Timepiece device (1) according to claim 2, characterized in that said ring (13) is frictionally mounted on the wheel (12) so that they rotate together except when setting the latitude.
Timepiece device (1) according to one of claims 1 to 3, characterized in that said timepiece device (1) comprises a control organ, said control organ typically comprising a latitude crown, for setting the latitude.
Timepiece device (1) according to claim 4, characterized in that the ring (13) is intended to be continuously driven in rotation at a speed of one revolution per year and in that during the setting of the latitude, the wheel (12) is rotated relative to the ring (13) by actuating said control organ.
Timepiece device (1) according to claim 4, characterized in that the wheel (12) is intended to be continuously driven in rotation at a speed of one revolution per year and in that, during the setting of the latitude, the ring (13) is rotated relative to the wheel (12) by actuating said control organ.
Timepiece device (1) according to one of the preceding claims, characterized in that both said first (3) and second (4) elements are in the form of a circular helix, both dextral or both sinister, each of said first (3) and second (4) elements being of a length at least equal to one pitch, said elements (3, 4) being arranged in such a way that the angular position of one element with respect to the other one leads to the definition of visible portions (3a, 4a) of these elements (3, 4), the length of the visible portions (3a, 4a) of said first (3) and second (4) elements respectively being indicative of the duration of the day and of the duration of the night.
Timepiece device (1) according to one of the preceding claims, characterized in that said first (17a) and second (17b) portions of the transmission element (17) respectively comprise a first and a second toothing intended to mesh respectively with a first (19a) and a second (19b) multiplier gear trains, these multiplier gear trains (19a, 19b) meshing respectively with a toothing of said first element (3) and with a toothing of said second element (3).

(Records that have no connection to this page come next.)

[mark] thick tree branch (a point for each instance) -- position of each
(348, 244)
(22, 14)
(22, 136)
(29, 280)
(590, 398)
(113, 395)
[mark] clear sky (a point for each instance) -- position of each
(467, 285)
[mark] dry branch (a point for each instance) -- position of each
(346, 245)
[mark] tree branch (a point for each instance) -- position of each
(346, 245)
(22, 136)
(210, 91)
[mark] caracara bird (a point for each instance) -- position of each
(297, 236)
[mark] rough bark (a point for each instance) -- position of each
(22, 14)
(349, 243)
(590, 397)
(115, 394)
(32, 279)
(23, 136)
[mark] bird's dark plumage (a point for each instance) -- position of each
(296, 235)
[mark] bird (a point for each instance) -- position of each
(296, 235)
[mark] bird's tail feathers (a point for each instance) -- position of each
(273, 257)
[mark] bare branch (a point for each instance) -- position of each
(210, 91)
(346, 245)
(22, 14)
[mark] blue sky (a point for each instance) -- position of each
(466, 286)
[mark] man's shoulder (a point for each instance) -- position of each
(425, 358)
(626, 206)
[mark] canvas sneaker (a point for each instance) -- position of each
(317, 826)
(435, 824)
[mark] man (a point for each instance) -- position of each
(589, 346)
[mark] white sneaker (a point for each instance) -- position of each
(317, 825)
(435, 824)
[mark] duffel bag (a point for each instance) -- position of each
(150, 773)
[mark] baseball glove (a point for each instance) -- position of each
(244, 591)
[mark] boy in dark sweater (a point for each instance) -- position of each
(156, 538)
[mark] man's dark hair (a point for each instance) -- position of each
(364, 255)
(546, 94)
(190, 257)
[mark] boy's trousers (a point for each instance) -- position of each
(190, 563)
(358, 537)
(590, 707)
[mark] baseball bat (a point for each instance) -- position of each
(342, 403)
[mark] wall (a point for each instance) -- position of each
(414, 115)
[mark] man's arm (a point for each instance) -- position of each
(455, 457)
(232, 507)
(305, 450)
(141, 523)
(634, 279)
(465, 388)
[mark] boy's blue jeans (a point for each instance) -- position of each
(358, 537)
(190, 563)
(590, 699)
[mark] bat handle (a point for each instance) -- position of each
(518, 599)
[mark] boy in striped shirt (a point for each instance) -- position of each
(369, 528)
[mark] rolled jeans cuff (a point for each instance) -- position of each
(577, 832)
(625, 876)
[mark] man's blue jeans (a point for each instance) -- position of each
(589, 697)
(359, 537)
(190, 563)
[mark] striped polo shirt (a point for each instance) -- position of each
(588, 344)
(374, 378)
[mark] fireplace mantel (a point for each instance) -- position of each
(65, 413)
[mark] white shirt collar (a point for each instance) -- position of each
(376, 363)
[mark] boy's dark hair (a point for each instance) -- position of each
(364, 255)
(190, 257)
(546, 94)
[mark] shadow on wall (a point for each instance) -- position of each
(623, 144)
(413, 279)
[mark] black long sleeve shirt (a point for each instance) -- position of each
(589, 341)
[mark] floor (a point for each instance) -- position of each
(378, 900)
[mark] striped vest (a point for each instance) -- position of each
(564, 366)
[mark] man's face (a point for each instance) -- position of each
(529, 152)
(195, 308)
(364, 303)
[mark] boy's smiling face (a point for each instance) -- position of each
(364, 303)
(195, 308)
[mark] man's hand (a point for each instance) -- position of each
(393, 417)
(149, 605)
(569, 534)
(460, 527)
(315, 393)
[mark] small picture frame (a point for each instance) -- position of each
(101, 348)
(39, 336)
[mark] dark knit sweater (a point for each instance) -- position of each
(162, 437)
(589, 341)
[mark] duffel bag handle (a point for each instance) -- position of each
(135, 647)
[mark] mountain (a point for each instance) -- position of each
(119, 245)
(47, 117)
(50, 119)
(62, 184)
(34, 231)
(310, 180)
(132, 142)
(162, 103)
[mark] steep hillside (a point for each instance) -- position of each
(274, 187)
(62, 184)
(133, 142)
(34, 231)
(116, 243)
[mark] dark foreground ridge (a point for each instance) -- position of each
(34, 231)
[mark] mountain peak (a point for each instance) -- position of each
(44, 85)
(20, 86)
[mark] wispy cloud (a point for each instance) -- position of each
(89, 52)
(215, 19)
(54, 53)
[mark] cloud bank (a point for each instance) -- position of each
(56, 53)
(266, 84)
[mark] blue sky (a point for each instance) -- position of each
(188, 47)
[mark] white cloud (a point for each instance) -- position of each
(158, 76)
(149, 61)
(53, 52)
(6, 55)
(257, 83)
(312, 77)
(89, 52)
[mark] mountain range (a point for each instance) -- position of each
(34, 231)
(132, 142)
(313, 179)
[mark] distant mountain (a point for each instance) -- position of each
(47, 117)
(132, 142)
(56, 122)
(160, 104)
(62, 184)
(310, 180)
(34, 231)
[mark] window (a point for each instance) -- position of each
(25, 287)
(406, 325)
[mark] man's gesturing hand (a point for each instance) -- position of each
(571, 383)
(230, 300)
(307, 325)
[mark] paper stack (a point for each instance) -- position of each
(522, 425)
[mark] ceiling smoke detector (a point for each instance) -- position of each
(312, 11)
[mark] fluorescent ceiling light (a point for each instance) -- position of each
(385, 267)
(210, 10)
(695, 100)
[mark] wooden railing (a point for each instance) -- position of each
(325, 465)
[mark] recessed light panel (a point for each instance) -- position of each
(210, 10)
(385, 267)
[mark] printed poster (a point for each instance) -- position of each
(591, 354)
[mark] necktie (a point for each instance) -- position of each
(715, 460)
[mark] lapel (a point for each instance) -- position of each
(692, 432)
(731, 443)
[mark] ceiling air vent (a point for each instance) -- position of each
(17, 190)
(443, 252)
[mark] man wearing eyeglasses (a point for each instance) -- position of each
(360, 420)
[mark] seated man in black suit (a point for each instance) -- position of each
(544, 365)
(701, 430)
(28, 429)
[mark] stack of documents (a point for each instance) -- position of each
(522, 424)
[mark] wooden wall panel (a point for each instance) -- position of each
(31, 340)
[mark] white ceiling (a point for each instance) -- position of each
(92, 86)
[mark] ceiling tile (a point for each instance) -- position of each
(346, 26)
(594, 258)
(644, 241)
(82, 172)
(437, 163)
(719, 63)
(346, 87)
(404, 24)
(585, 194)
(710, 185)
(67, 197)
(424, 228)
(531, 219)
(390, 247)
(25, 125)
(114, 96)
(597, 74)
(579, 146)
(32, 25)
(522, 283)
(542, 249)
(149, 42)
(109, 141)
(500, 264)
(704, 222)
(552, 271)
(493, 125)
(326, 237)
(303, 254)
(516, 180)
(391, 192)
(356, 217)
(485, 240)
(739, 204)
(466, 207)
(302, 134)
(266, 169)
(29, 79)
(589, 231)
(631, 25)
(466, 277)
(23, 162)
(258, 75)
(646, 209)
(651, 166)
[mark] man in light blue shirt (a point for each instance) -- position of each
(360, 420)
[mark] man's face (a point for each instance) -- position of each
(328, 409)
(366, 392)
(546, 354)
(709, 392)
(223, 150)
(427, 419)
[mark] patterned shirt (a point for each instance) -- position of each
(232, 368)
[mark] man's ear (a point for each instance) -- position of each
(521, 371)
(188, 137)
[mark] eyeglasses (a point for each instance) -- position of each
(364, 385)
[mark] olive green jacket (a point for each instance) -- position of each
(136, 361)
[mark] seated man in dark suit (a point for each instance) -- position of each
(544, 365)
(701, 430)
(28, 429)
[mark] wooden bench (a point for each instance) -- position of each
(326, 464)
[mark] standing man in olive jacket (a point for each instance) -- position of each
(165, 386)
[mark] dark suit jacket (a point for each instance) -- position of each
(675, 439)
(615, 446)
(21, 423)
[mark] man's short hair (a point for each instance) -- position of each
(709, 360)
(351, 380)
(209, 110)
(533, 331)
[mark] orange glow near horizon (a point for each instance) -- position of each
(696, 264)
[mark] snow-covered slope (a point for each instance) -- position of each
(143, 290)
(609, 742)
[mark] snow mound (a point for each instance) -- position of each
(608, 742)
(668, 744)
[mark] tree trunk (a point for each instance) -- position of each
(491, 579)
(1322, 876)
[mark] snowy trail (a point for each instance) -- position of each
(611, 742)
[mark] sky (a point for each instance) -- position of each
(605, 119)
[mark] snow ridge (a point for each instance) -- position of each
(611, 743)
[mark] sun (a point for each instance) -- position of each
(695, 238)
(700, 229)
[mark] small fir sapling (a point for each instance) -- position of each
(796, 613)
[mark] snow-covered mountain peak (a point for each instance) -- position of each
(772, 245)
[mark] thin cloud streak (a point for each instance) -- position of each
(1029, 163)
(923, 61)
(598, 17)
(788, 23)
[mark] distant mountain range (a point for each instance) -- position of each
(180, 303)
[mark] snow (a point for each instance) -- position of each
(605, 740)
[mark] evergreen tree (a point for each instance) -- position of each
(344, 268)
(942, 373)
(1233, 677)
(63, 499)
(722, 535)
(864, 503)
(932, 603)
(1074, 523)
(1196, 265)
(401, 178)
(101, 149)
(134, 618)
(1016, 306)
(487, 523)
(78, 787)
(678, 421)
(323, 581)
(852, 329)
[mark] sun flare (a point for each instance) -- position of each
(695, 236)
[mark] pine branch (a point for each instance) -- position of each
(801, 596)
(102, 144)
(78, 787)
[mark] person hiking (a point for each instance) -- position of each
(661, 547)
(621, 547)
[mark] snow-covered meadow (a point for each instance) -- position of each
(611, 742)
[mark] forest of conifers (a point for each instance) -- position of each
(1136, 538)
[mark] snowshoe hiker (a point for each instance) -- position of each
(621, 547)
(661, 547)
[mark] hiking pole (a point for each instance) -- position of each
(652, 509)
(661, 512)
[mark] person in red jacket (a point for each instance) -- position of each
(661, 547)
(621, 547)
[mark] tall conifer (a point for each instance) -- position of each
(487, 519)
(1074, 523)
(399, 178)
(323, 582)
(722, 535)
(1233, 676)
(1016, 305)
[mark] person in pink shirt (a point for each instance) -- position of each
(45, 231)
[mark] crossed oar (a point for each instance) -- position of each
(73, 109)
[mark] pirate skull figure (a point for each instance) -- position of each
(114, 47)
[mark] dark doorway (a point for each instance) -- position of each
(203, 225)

Timepiece device (1) according to one of the preceding claims, characterized in that said means of cooperation comprise a slot (18), the latitude pin (16) being inserted into said slot (18) and being slidable inside.
Timepiece device (1) according to claim 9, characterized in that said slot (18) extends in a direction perpendicular to the direction T of the translation movements of the transmission element (17).
Timepiece device (1) according to one of claims 8 to 10, characterized in that the transmission element (17) is guided in translation by said multiplier gear trains (19a; 19b).
Timepiece device (1) according to one of the preceding claims, characterized in that, during the setting of the latitude, the latitude pin (16) moves along a straight line (d), said straight line (d) passing by the axis of rotation (100) of the driving member (11).
Timepiece such as a pocket watch or a wristwatch comprising a clockwork movement and a timepiece device (1) according to one of claims 1 to 12.
Timepiece according to claim 13, characterized in that said latitude setting device is operable from outside the timepiece.
Timepiece according to claim 13 or 14, characterized in that said timepiece comprises a twenty-four hour graduation (7) on or around the dial (30) making it possible to read the hours of sunrise and sunset.